Sunday's NRL Grand Final will feature two teams captained by an Indigenous player for the first time in a milestone that shows how good the NRL is at appreciating its Indigenous players and can provide a lesson to the wider Australian community, according to NRL welfare manager Dean Widders.
The Broncos will be skippered by Justin Hodges while for the Cowboys, Johnathan Thurston shares leadership duties with Matt Scott. It means regardless of who wins an Indigenous captain will lift the shield for the first time since Wests Tigers captain Scott Prince in 2005.
"It's another way of our game creating a first in the sporting environment in Australia," Widders told NRL.com.

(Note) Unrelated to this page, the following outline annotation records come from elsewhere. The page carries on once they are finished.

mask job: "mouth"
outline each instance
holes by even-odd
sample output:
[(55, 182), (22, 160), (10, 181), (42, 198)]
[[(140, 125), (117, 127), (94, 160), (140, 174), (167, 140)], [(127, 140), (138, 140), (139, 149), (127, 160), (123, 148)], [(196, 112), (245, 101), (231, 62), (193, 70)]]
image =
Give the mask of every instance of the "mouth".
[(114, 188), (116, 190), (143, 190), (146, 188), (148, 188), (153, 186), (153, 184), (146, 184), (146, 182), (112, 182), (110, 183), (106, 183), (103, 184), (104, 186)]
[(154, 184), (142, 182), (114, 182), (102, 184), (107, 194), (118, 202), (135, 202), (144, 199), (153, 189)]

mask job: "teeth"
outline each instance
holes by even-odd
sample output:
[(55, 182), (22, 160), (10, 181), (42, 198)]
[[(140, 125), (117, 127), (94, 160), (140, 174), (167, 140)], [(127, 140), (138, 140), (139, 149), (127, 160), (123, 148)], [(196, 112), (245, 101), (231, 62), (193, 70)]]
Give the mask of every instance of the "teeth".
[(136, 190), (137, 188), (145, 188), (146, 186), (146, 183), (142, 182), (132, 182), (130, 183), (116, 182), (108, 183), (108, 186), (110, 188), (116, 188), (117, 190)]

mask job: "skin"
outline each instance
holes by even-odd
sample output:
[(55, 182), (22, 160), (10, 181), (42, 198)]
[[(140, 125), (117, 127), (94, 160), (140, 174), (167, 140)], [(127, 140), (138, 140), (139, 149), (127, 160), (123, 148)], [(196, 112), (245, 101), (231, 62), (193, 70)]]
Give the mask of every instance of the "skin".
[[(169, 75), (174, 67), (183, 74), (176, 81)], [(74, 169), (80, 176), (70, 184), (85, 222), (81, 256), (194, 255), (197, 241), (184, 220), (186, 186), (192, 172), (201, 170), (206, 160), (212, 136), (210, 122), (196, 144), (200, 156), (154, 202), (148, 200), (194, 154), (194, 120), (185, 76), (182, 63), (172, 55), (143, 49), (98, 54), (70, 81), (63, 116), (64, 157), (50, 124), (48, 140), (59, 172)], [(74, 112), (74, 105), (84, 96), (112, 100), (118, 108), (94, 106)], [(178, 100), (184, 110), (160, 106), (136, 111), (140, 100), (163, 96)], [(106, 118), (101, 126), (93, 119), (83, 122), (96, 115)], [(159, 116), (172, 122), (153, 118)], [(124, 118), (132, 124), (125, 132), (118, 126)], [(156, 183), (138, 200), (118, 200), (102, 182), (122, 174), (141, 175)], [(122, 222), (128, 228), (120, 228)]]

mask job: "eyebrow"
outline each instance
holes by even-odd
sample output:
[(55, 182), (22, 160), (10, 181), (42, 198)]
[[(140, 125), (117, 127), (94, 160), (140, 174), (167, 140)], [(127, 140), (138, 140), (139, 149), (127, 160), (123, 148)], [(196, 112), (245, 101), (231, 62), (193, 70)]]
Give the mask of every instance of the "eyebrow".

"These guys can send a message to the wider community and also the Indigenous community just about confidence, self esteem, using your culture to make you stronger in a tough environment like rugby league, a professional environment.
"We've done a lot of work over the last few years in the welfare and education space to strengthen these players' connection back with their culture, making them leaders, helping them understand the environment of rugby league better and also how they can be strong in their Indigenous traditions and how they can use the positive stuff of the Aboriginal culture to help them today.
"JT's a strong person who's comfortable with where he is in life and what his background is and what he's been able to achieve and comfortable with the legacy he's going to leave behind," Widders said.
"It's a real reflection on some of the stuff we've done with these boys off the field and also how accepting the game is of Indigenous culture. The positive difference our boys can make in the game - hopefully that shows other people outside of our game these things can be achieved by working together."
Widders noted the recent Dally M medals saw Indigenous players take a virtual clean sweep of the best players with Thurston taking out best player, Ash Taylor best under-20s player and Jenni-Sue Hoepper best female player.
"These guys are really flourishing at the top level and it sends a great message to the kids," Widders said.
"I think there's a more important message where the rest of the country is seeing that rugby league must be doing something special with Indigenous people and they just continue to flourish and continue to do great things.
"Our game's doing great things off the field with our Indigenous community with School to Work and these sorts of things. It gives the rest of the country an opportunity to look and go 'something special is going on there and they seem to get it right so maybe we can learn from them.'"
Widders said the growth and maturity shown by Hodges and Thurston – along with Rabbitohs skipper Greg Inglis – since their younger days was a great lesson for other young players like James Roberts and Blake Ferguson who have had their own troubled times but are now getting back on track.
"Because of the likes of JT, Greg Inglis and even a bloke like Hodgo leading the way, these guys can see what we represent, what we can do for our people, what difference we can make for our people, what difference we can make for our country as far as understanding our people and creating those environments where our people can thrive better, it's a good thing," he said.
"We can play a big part through rugby league in trying to make that difference. It shows the special relationship the game's always held with the Indigenous community and Indigenous people.
"It's a real good point to note the effect guys like JT, Greg Inglis, Hodgo, they weren't always perfect angels when they were young but the maturity they've shown, how far they've come as leaders, the work they continue to put in, it means a guy like James Roberts can turn his career around and make a Dally M team of the year and now James is on his journey.
"Things aren't always perfect for Aboriginal people and it's not always easy but these guys have shown they can be guiding light which changes the rest of these other fellas' careers and hopefully James and Fergo now will become the same thing for other players."
Widders said while there is still room for improvement the progress made in the NRL shows the game isn't fluking it and is doing a lot of things right.
"Culturally our game's learned a lot and come a long way in the last five or six years," he said.
"The camps we run, the cultural stuff we put in clubs, the rookie camps, all these things that our welfare and education teams put in place is starting to take effect in our game and there's results coming out the other end of it which has got to make the messages and all that even more powerful."